Don Poseidón invitó a pasar al recién llegado, y usó para eso la fórmula de antaño: “Pase usted, caballero. Le ruego que tome posesión de su humilde casa”. Lo hizo sentar en un recio equipal, especie de asiento, rústico y elegante al mismo tiempo, hecho de cuero y trozos de madera entretejidos.
El nombre del equipal tiene prosapia: viene de la palabra náhuatl “icpalli”, que significa trono. Eso no lo sabía el visitante, lo cual no obstó para que se sentara en él con cierta petulancia. “¿Gusta usted un chinguirito?” -le preguntó con llaneza don Poseidón al hombre. “No acostumbro beber” -respondió él.
Nuevo motivo para desconfiar de su persona: por regla general debe uno recelar de los que beben mucho, pero más aún de los que nunca beben nada. Hay excepciones, claro.
Cuando mi ilustre paisano don Artemio de Valle Arizpe, cronista que fue de la Muy Noble y Leal Ciudad de México, rechazó la copa y el cigarro que le ofrecía su anfitrión, éste le dijo: “Uh, don Artemio: usted ni bebe, ni fuma, ni nada”. “Ni nada sí” –se apresuró a aclarar el insigne saltillense.

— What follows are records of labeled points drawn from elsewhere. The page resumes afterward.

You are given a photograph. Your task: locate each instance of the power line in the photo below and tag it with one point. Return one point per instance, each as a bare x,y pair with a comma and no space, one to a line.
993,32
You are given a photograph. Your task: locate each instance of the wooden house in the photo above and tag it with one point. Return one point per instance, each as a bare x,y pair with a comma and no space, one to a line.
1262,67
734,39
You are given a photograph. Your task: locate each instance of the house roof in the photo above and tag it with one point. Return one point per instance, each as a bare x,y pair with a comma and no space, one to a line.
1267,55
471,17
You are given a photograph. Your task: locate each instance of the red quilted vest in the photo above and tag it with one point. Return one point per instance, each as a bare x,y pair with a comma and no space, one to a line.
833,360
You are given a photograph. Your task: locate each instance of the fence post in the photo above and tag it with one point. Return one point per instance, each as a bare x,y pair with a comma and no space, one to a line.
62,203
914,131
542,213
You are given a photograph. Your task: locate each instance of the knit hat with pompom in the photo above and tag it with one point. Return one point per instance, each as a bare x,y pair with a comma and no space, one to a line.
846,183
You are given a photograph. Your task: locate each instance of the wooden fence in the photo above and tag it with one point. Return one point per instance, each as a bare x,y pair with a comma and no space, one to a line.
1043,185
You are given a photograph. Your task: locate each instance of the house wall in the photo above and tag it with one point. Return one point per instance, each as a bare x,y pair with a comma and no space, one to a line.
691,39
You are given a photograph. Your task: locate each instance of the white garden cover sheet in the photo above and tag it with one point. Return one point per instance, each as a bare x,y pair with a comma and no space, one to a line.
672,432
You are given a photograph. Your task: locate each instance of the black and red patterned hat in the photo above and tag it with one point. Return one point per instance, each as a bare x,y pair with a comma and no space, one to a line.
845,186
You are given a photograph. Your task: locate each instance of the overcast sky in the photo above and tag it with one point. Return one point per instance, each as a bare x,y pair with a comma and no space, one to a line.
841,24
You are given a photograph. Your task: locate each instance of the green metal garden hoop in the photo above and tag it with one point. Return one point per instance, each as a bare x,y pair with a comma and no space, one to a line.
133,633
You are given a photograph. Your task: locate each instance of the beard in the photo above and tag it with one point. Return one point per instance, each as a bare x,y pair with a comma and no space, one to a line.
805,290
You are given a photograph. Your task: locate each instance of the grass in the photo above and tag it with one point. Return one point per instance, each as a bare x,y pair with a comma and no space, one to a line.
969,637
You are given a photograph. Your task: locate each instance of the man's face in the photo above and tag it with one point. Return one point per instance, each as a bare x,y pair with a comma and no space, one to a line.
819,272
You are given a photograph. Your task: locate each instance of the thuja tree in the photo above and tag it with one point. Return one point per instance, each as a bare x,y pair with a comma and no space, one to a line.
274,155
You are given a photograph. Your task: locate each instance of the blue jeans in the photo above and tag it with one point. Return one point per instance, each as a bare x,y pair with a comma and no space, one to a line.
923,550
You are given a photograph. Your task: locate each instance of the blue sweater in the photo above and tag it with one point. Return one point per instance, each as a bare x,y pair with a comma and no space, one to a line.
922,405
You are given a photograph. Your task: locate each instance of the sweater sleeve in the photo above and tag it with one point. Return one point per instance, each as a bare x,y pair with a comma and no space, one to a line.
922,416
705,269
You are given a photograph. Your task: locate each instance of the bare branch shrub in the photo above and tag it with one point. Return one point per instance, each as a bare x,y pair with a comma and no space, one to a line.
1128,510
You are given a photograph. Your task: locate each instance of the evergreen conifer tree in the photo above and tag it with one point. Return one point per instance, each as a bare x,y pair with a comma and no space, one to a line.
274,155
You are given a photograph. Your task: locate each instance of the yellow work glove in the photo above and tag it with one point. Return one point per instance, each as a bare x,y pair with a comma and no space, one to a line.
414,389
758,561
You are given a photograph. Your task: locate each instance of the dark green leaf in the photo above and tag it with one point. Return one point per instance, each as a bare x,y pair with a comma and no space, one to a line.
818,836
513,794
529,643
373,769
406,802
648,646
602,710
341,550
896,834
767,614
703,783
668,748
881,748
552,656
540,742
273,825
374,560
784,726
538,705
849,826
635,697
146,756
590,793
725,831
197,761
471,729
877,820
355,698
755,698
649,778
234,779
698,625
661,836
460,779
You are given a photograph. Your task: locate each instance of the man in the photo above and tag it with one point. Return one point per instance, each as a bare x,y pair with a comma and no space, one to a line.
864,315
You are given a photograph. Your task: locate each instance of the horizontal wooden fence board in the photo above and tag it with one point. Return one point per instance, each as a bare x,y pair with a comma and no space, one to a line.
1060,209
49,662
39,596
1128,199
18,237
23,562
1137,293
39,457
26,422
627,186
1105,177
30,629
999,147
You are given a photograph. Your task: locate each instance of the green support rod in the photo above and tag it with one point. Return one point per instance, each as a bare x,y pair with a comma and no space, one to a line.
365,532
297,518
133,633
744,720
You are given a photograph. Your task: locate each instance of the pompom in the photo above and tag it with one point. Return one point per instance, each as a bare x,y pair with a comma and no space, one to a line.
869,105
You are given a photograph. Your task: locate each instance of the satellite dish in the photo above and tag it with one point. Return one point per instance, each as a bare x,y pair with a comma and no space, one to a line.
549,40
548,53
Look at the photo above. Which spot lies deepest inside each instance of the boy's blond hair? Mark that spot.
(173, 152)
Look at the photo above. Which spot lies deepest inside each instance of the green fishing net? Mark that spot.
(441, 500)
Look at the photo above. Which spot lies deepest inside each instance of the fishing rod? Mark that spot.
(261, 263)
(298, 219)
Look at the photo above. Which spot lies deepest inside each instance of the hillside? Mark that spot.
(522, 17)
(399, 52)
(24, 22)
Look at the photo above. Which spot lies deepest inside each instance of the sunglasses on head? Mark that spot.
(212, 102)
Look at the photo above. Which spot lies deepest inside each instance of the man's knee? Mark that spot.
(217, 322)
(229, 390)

Pero otra vez me he ido por los llanos de Úbeda. Retomo el hilo de la narración. Le dijo el hombre al rico propietario: “Señor de todos mis respetos: lo primero que quiero que sepa es que soy una persona correcta”. Replicó ceremoniosamente el dineroso labrador: “Lo felicito por esa corrección, caballero. Y con su venia voy a servirme, yo sí, un chinguirito, para brindar por ella”.
“Favor que me hace –agradeció el otro-. Mi visita obedece al afecto que siento por su hija Dulciflor. He advertido las grandes prendas que posee y…”. “Entiendo –lo interrumpió don Poseidón-. Ya le he dicho a la muchacha que no use esos suéteres tan ajustados”.
“Me refiero a otras prendas” –aclaró, algo confuso, el visitante. “También le he dicho que no se ponga esos pantalones tan ceñidos –le informó don Poseidón-, pero ya ve usted, estas jóvenes modernas. ¡Ah, si Dulciflor fuera como su madre fue de joven! Claro, no se habría usted fijado en ella, mas habrían resplandecido sus virtudes, que fue con lo que yo me conformé.
Pero disculpe la interrupción. Me decía usted que es una persona correcta”. “Así es, señor –reiteró el otro-. Y creo que le convengo a Dulciflor”. “Me alegra oír eso –replicó el lugareño-. Debo decirle, sin embargo, que la corrección (para brindar por la cual voy a servirme con permiso de usted otro chinguirito) no basta”.
“Tengo otras cualidades –aseguró el visitante-. Soy hombre culto, como lo prueba el hecho de que asistiré hoy en Monterrey, a las 12 horas, en Cintermex, a la presentación que Catón hará de su más reciente libro, ‘Antonio López de Santa Anna, ese espléndido bribón’, presentación que será muy interesante, por las chispeantes anécdotas que contará el autor acerca de su personaje y de sí mismo.
Además de eso soy hombre de buenas costumbres, y sumamente religioso. Pero, más importante aún para el caso que nos ocupa, tengo medios económicos que me han permitido vivir sin trabajar desde que salí del Seguro”.
Preguntó con interés don Poseidón: “¿De ahí se jubiló usted?”. “No –aclaró el tipo-. Ahí nací. En fin, por todo lo antes dicho pienso que le convengo a Dulciflor. Y vine para hacerle a usted una petición”.
“Usted dirá –contestó el labriego disponiéndose a oír la petición de mano que de seguro le haría el visitante-. Reconozco que le conviene usted a mi hija. Dígame cuál es su petición”.
Respondió el otro: “Quiero que me permita usted llevármela a prueba por un mes, para ver si ella me conviene a mí”… FIN.